Reckonings, the latest film by Roberta Grossman, will be shown. Grossman made such acclaimed documentaries as Above and Beyond, the story of the founding of the Israeli air force and Who Will Write Our History, an exploration of a secret archive created by Jews in the Warsaw Ghetto. Reckonings explores the tense negotiations that led to the decision to grant reparations to Holocaust survivors.

Also in the Documentary Program will be Lisa Hurwitz’s extremely entertaining film, The Automat, an affectionate look back at what was once an American institution. Mel Brooks (who even sings a song he wrote about his love for the iconic restaurant chain), Carl Reiner and Ruth Bader Ginsburg are among the interviewees who wax nostalgic about the mechanized-meal mecca.

In the International Competition, Michel Kichka’s graphic novel has been adapted into the film, My Father’s Secrets by Vera Belmont, an animated look at the struggles of first – and second-generation Holocaust survivors to come to terms with the past. A program called Cinemidrash Elul will feature a lecture following the film.

Another film in the Cinemidrash Elul program will be the documentary, We Made Matza Balls for the Revolution by Kellie Wellborn, a look at a collectively run kosher restaurant that opened in the 1970s in Washington, DC.

Leon Prudovsky, who made the enjoyable comedy, Five Hours from Paris, has a new feature in the International Competition, My Neighbor Adolf. In this film, which was made in Colombia, a lonely Holocaust survivor (David Hayman) convinces himself that his new neighbor (Udo Kier) is none other than Hitler. A skeptical Israeli consulate employee won’t do a thing until he finds proof, so he finds himself getting closer to the German emigre, trying to trap him in ways that become surreal and comic.
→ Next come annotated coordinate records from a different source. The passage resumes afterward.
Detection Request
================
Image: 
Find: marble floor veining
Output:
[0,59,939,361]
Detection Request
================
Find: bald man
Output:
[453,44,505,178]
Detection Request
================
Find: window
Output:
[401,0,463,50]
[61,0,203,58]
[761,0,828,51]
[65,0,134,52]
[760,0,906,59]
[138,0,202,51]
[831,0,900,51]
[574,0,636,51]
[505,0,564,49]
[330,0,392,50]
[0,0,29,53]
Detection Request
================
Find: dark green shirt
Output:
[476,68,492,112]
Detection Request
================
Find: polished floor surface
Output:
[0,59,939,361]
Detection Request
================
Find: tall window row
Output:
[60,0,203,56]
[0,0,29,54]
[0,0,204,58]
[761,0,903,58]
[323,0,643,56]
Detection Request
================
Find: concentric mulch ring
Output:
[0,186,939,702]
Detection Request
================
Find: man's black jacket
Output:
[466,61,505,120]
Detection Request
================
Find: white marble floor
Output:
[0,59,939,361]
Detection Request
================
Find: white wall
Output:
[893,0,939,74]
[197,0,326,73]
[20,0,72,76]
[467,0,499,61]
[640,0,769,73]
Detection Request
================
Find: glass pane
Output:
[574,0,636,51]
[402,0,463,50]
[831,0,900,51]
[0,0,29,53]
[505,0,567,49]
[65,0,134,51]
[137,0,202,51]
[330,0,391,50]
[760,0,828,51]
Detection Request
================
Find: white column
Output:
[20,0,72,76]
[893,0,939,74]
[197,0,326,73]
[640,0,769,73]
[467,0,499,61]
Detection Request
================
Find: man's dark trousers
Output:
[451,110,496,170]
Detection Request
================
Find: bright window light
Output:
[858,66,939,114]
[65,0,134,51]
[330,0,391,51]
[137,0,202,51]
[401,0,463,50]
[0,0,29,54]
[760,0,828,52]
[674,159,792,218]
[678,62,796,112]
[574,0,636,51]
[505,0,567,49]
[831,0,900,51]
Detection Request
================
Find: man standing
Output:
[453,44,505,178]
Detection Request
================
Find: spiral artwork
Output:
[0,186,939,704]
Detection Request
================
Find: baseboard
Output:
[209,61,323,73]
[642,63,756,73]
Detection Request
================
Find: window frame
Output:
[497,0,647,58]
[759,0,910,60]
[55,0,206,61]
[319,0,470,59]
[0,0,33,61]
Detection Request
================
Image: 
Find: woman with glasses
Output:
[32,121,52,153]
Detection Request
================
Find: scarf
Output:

Hallelujah: Leonard Cohen, a Journey, a Song by Dan Geller and Dayna Goldfine, a look at the saga of Cohen’s famous song, will be shown with a lecture and a concert.

Among the many special programs will be films from the Maaleh Film School’s ultra-Orthodox track, presenting the work of its seventh graduating women’s class. These films give a unique glimpse at the female ultra-Orthodox-religious world and beyond.

Roni Mahadav-Levin, the CEO of the Jerusalem Cinematheque is the director of this festival and Daniella Tourgeman is the festival’s artistic director. This year’s Jerusalem Jewish Film Festival is being held with the support of the Culture Ministry, the Azrieli Foundation, the Jerusalem Municipality, the Jerusalem Foundation, the Avi Chai Foundation, the Gesher Fund for Multicultural Cinema, Helene Schoumann and Jill Samuels.